Hausse des droits de timbre : un nouveau pas vers la précarisation des personnes étrangères
La France est parmi les pays d’Europe celui où le coût du droit au séjour est le plus élevé, surtout si on rapporte ces frais à la durée du titre ou au pouvoir d’achat moyen des personnes concernées. Un rapport parlementaire rendu public de 2019 épinglait du reste sévèrement la réglementation en matière de droits de taxes applicables aux étrangers demandeurs de titres de séjour. Après dix ans d’augmentation du montant des taxes, le gouvernement et les député·es avaient enfin accepté d’inverser la tendance : à la suite de ce rapport notamment, des réductions significatives, quoiqu’encore insuffisantes, avaient été votées par l’Assemblée nationale. Aujourd’hui, c’est un grand retour en arrière.
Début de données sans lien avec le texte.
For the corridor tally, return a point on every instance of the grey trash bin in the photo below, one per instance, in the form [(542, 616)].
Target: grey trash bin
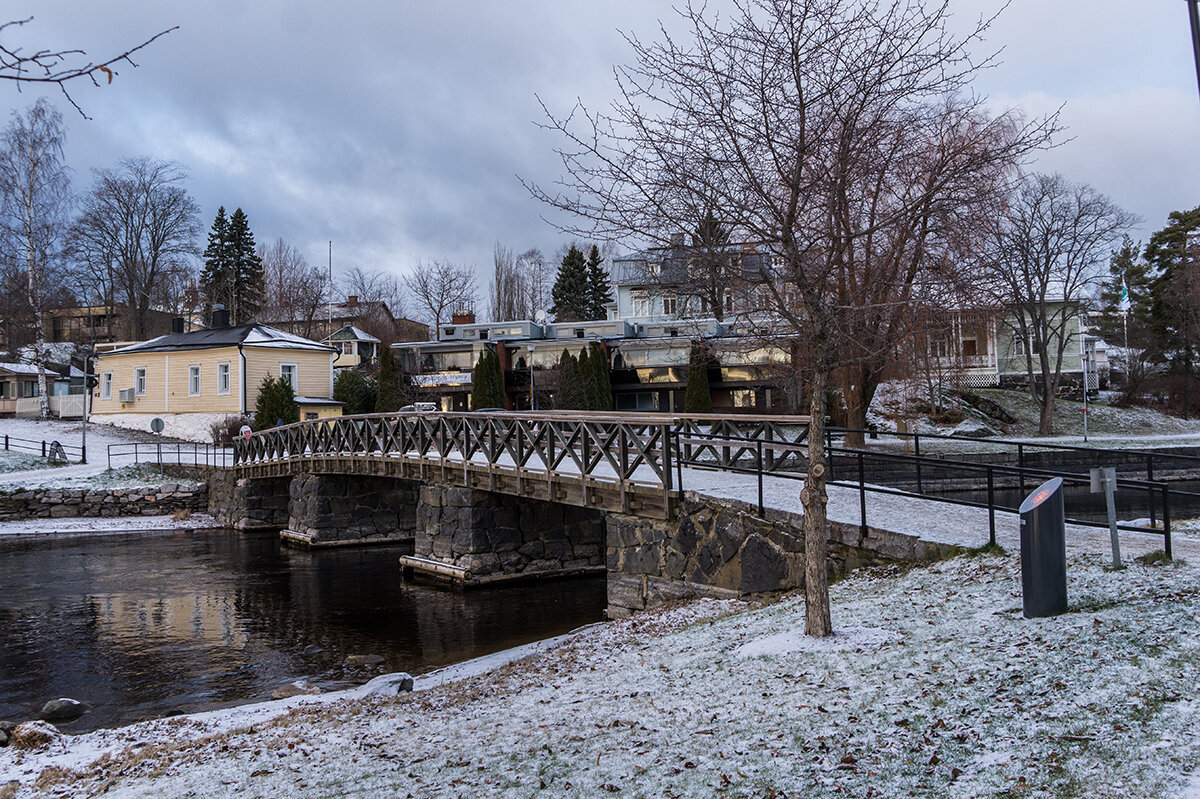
[(1044, 551)]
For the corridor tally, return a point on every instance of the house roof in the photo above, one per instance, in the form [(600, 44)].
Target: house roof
[(249, 335), (24, 368), (349, 332)]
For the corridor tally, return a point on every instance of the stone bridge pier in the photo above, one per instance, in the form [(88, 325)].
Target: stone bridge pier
[(471, 536)]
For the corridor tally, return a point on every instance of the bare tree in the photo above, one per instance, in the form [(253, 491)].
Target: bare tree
[(839, 133), (35, 200), (381, 300), (293, 289), (1048, 251), (144, 223), (60, 67), (441, 288)]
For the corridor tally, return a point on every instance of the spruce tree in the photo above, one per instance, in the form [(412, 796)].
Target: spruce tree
[(215, 277), (603, 372), (487, 383), (391, 380), (246, 270), (570, 390), (571, 295), (276, 403), (697, 398), (599, 288)]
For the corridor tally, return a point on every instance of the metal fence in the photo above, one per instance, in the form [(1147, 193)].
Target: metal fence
[(42, 448), (169, 452)]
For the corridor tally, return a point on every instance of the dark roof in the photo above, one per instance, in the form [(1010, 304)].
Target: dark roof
[(253, 335)]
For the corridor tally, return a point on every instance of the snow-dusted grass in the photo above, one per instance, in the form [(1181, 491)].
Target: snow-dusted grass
[(939, 688)]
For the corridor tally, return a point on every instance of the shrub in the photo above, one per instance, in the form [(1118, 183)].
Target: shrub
[(276, 403), (357, 390)]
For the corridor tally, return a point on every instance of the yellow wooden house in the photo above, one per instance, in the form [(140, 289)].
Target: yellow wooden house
[(193, 379)]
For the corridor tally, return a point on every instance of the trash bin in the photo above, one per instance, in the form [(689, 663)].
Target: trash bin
[(1044, 551)]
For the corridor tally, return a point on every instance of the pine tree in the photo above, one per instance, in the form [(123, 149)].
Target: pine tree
[(216, 275), (599, 288), (603, 378), (246, 270), (587, 382), (697, 398), (570, 390), (571, 296), (276, 403), (393, 382), (357, 390), (487, 383)]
Désormais, chaque étape de la vie administrative des personnes étrangères sera plus coûteuse : demande ou renouvellement de titre de séjour, autorisation provisoire de séjour, visa de régularisation, demande de naturalisation. Autant d’obstacles financiers imposés à des personnes qui n’ont évidemment pas d’autre choix que de s’y soumettre, leur droit au séjour conditionnant leur droit de vivre, d’étudier, de travailler ou de rejoindre leurs proches.
Ces nouvelles taxes ne sont pas seulement injustes : elles viennent aggraver une précarité déjà largement organisée par l’administration. L’accès aux droits est rendu toujours plus complexe par la dématérialisation des démarches et par la pratique persistante des préfectures consistant à limiter la délivrance à des titres d’un an. Alors que la loi du 7 mars 2016, avait posé le principe d’une généralisation des titres pluriannuels, la loi Darmanin de 2024 a au contraire restreint l’accès à un séjour stable en réduisant l’octroi des titres de longue durée. Ces obstacles administratifs obligent les personnes à multiplier les démarches et les paiements et contribuent à l’explosion d’un contentieux déjà considérable.
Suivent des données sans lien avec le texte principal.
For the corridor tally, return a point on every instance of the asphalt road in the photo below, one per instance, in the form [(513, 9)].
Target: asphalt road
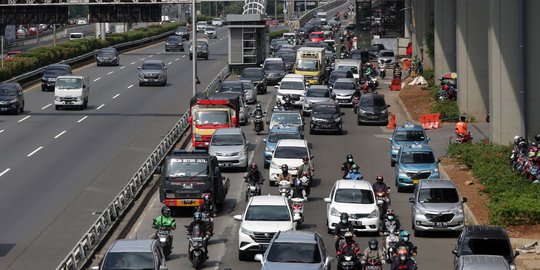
[(58, 168)]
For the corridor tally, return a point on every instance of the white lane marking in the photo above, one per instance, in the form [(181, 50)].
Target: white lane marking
[(82, 119), (24, 119), (5, 171), (35, 151), (59, 134)]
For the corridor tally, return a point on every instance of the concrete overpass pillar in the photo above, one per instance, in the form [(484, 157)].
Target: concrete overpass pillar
[(472, 57), (504, 103), (445, 36)]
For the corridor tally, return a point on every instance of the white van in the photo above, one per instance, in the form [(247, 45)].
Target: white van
[(70, 91)]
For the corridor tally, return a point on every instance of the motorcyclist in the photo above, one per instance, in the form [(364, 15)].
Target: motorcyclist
[(254, 176), (373, 252), (403, 261), (203, 226), (404, 242), (354, 174), (342, 227), (346, 166)]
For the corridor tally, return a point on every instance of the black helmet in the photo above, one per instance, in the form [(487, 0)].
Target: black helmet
[(166, 211), (373, 243), (344, 218)]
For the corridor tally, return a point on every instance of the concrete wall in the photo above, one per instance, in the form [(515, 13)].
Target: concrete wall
[(445, 36), (472, 20)]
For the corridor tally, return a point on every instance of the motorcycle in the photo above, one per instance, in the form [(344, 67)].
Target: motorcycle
[(196, 251), (297, 205), (164, 235)]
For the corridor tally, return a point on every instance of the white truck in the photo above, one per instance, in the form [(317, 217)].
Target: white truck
[(71, 91)]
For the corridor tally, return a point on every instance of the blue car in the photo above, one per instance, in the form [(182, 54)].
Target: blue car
[(277, 133), (405, 135), (414, 163)]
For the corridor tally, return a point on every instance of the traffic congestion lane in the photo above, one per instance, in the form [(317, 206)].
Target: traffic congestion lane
[(79, 173)]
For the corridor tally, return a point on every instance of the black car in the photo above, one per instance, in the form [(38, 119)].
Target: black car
[(326, 116), (182, 32), (51, 73), (11, 98), (174, 43), (108, 56), (372, 109), (257, 77)]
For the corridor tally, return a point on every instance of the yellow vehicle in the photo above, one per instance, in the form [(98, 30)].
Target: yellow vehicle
[(311, 62)]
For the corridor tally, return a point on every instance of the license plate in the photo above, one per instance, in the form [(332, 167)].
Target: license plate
[(440, 225)]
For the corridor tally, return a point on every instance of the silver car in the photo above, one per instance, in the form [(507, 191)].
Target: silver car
[(153, 72), (314, 94), (437, 206), (230, 147), (295, 250)]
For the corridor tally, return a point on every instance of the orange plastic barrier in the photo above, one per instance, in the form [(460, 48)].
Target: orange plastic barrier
[(395, 85), (430, 121), (391, 122)]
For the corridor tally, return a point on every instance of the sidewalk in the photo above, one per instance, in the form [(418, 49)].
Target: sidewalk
[(440, 139)]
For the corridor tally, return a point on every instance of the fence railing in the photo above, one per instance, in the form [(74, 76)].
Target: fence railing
[(86, 247)]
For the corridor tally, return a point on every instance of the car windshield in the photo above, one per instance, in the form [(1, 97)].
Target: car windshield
[(254, 74), (345, 85), (291, 85), (212, 117), (69, 83), (417, 158), (268, 213), (307, 65), (318, 93), (325, 109), (373, 101), (294, 253), (152, 66), (409, 136), (275, 137), (227, 140), (128, 261), (290, 152), (182, 167), (358, 196), (438, 195)]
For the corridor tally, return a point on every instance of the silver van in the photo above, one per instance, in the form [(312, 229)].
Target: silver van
[(437, 206), (71, 91)]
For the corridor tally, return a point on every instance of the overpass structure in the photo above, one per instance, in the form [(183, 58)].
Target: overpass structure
[(491, 44)]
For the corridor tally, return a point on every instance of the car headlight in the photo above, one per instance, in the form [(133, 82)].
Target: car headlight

Ainsi, l’État choisit délibérément de transformer les droits fondamentaux des personnes étrangères en source de profit. Il sait que ces taxes toucheront avant tout des femmes, des hommes et des familles souvent en grande difficulté économique, et qu’elles auront pour effet d’exclure, de décourager et de fragiliser davantage encore. Ce projet s’apparente à un véritable racket institutionnel, qui fait payer aux étrangers le prix d’une politique fondée sur la suspicion, l’humiliation et l’entrave.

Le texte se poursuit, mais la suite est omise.